Zwar fehlt der Filmadaption der konkrete Verweis auf den Schmelztiegel Wien; im Unterschied zum Roman verlegt sie die Geschichte in die fiktive Republik Utopia, jedoch mit unübersehbaren Parallelen zum Wien der 1920er-Jahre. Während die jüdische Gemeinde in der Synagoge ihre Riten pflegt, gärt es in der von Inflation, Arbeitslosigkeit und Verlustgefühl gezeichneten Bevölkerung. Bundeskanzler Schwerdtfeger (Eugen Neufeld) nutzt den Protest der Straße und den Streit im Parlament, um die Juden als Verursacher der Krise zu brandmarken. Sein Plädoyer wird Gesetz: Vertreibung der geschäftstüchtigen, im Banken- und Kultursektor erfolgreichen jüdischen Mitbürger bis zum 25. Dezember, inklusive Vermögenseinzug, sofern bei der Steuer nicht angegeben.

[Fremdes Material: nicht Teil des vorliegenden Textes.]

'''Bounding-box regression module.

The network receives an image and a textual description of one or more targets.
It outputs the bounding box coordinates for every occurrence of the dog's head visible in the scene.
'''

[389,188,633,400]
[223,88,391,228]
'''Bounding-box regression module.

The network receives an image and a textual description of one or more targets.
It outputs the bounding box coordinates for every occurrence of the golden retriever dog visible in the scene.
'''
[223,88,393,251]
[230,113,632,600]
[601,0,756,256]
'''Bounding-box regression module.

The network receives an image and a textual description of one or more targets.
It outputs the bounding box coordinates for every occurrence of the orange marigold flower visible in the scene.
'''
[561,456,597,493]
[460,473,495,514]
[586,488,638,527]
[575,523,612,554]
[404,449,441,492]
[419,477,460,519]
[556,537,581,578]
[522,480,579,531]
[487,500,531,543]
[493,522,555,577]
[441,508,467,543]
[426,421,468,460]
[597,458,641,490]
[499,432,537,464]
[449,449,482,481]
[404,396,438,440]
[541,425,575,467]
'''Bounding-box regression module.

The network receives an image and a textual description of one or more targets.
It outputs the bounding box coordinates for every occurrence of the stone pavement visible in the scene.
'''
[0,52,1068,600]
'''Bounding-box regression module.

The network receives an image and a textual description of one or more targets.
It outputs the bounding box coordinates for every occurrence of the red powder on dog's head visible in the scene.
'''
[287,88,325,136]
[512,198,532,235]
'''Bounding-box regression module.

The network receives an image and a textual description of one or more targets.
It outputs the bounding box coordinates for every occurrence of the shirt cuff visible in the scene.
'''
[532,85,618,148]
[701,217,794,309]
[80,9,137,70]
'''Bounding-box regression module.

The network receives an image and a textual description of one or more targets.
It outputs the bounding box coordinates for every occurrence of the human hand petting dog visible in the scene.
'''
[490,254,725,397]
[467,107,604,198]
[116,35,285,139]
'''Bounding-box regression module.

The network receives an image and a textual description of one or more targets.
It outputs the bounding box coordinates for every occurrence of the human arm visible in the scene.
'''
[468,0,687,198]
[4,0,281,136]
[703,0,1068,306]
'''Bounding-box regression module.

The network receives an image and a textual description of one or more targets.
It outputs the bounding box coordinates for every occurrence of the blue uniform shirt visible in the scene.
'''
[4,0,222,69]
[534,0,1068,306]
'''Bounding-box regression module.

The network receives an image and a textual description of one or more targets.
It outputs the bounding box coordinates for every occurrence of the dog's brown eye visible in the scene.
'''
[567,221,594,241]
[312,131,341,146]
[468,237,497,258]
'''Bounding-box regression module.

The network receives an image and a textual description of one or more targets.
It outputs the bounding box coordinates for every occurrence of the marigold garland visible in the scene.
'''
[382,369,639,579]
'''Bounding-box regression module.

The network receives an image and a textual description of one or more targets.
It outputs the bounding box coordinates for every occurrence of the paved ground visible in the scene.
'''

Der Exodus der assimilierten, bildungsbürgerlichen Juden führt zu einem menschlichen wie gesellschaftlichen Fiasko. Der Boykott des Auslandes, schwindende Finanzierungsoptionen, der wirtschaftlich-kulturelle Niedergang, der Verlust von (städtischer) Lebensqualität und Eleganz bringen die Bevölkerung gegen die kurzsichtigen Maßnahmen und Parolen der deutschnationalen, christlich-sozialen „Volksvertreter“ auf. Die Liebe zwischen Lotte (Anny Milety), Tochter eines gemäßigten Parlamentariers, und dem kultivierten Juden Leo (Johannes Riemann), der getarnt als Kunstmaler (!) aus Paris zurückkehrt, sorgt für romantische Zwischentöne.
Propagandistische Reibeflächen
Leos Plakataufrufe im Namen des Bundes „wahrhaftiger Christen“ bringen die Menschen zur Besinnung. Und mit einem Trick – der antisemitische Rat Bernart (Hans Moser) verpasst durch Trunkenheit die Parlamentsabstimmung – bringt er das Judengesetz zu Fall. Die Heirat zwischen der Christin und dem Juden unterstreicht den Versöhnungsgedanken. Während Bernart im Irrenhaus landet, begrüßt Utopias Bürgermeister den ersten jüdischen Rückkehrer und beschwört die friedliche Koexistenz.
Trotz seiner unverkennbar kritischen Haltung ermöglicht der Film auch ambivalente, antijüdische Interpretationsansätze. Die konsequente Differenzierung zwischen armen und arrivierten Juden hinsichtlich Körpergröße, -sprache und Kleidung schließt klischeehafte Charakterisierungen nicht aus. Vorwürfe mangelnder Ausgewogenheit könnte zudem die völkisch-dumpfe Atmosphäre im Zeichen des Judengesetzes auslösen. Doch leben die Geschichte und das emotionale Montagekonzept gerade von diesen kontrastierenden Stereotypen.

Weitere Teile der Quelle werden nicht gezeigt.